It’s no secret that, in far too many ways, the criminal justice system criminalizes being poor. From the widespread use of cash bail, to incarceration as a punishment for a failure to pay parking or traffic tickets or fees associated with probation or parole, the system is tilted against those who are living paycheck to paycheck or struggling to find work.

But even as we work to dismantle systemic injustices in the criminal justice system, some stakeholders are unwilling to go along. 

That’s exactly what’s happening in Montgomery County. 

In May of 2018, the ACLU of Pennsylvania sent a letter to the 38th Judicial District, which operates the Court of Common Pleas in Montgomery County, warning that the court’s habit of assigning people duplicative costs when they are charged with more than one crime was illegal, and asking it to end the practice. 

But instead of doing the right thing, the court doubled down, adopting an internal policy that explicitly allowed the practice to continue. 

Nearly a year and a half later, the court continues to assign duplicative costs, overcharging defendants in more than 500 cases since the beginning of 2019. 

The practice has had a disproportionate impact on low-income defendants for whom even an extra few hundred dollars of court costs can represent an insurmountable financial barrier that takes years or even decades to pay. 
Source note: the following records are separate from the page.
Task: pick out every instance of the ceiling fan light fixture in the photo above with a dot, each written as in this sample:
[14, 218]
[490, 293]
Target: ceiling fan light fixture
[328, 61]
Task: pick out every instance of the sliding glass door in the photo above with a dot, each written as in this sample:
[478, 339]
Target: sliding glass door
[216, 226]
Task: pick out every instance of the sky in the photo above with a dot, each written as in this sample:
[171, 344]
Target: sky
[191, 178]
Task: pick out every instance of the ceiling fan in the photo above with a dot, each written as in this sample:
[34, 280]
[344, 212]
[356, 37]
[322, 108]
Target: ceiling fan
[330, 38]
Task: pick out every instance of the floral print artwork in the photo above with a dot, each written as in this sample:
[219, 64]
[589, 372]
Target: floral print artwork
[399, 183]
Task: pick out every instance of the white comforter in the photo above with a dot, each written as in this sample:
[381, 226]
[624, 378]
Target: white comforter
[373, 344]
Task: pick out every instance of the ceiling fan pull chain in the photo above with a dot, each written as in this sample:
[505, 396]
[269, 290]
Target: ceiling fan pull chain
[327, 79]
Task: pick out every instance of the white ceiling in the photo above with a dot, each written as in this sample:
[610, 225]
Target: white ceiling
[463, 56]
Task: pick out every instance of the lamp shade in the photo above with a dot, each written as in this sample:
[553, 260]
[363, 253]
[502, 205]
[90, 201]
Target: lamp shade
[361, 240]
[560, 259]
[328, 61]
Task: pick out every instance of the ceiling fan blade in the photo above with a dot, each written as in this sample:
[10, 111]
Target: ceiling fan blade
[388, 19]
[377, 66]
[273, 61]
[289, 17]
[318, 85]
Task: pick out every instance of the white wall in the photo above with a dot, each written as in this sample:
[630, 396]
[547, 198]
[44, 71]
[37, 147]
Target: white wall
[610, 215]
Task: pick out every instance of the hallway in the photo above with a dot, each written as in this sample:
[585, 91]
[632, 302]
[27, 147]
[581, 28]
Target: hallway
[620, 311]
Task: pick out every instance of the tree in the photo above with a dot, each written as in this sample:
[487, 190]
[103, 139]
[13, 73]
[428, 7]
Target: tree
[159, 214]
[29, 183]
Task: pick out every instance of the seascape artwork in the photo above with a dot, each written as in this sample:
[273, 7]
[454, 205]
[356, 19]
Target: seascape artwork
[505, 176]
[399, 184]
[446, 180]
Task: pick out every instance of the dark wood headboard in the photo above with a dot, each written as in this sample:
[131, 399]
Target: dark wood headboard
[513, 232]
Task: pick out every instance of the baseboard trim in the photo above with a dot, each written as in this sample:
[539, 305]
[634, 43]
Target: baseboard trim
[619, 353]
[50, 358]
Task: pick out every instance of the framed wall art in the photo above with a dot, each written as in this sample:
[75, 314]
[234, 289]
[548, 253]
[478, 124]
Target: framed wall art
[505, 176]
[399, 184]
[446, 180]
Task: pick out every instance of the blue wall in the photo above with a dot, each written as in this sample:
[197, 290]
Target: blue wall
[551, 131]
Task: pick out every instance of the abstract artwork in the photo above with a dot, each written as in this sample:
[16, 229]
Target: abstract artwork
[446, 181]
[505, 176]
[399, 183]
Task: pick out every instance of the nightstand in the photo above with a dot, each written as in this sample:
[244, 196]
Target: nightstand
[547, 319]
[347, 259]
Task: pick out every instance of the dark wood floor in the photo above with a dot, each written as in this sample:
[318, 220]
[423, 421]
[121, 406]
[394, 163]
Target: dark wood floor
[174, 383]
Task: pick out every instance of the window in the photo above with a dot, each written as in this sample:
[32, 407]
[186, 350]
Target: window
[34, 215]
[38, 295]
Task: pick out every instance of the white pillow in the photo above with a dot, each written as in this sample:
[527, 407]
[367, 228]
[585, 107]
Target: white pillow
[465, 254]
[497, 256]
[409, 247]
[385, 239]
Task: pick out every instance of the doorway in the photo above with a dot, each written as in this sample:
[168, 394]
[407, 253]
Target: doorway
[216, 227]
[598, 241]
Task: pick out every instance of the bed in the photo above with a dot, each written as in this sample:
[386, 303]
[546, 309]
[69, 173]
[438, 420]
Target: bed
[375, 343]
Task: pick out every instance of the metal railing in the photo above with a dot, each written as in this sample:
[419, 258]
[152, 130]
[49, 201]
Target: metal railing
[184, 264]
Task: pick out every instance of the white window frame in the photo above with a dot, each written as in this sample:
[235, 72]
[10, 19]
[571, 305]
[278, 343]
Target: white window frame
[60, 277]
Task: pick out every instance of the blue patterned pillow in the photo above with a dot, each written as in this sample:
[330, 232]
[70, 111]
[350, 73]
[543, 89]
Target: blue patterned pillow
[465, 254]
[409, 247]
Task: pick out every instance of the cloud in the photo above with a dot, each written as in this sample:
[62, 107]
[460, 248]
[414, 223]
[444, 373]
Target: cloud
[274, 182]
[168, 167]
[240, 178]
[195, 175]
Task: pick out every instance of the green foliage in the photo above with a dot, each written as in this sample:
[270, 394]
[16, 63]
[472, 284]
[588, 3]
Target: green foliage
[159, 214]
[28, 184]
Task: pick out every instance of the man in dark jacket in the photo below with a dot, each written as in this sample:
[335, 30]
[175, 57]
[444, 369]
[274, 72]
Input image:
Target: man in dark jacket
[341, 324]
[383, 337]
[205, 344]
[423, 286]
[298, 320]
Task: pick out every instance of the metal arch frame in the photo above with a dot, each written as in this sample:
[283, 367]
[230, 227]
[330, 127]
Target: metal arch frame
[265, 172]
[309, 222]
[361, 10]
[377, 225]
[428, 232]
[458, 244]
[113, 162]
That’s why this week, we filed a class action lawsuit on behalf of five people who were assigned duplicative court costs by the 38th Judicial District. The lawsuit requests an end to the practice and a halt to the collection of any illegal costs that have already been assessed. 

The suit could benefit thousands of people who have been overcharged by the 38th Judicial District over the years. If you believe you have been assigned duplicative court costs in Montgomery County, you can submit a complaint to our legal team here

While Montgomery County is certainly an outlier when it comes to assigning duplicative court costs, it is by no means the only example of the disproportionate impact of costs and fees across the commonwealth. 

Late last year, we released the first empirical study of the fines, costs, and restitution imposed and collected by Pennsylvania courts in criminal cases as a first step toward better understanding the disproportionate burden that current practices impose on low-income Pennsylvanians in the criminal legal system. We also continue to work on ending modern-day debtors’ prisons and the use of civil asset forfeiture in the commonwealth.   

Pennsylvania has a bloated, redundant criminal legal system that compounds mass incarceration. In Montgomery County and elsewhere in the commonwealth, excessive costs and fees keep people living in poverty stuck in that system. That needs to change. Being poor is not a crime.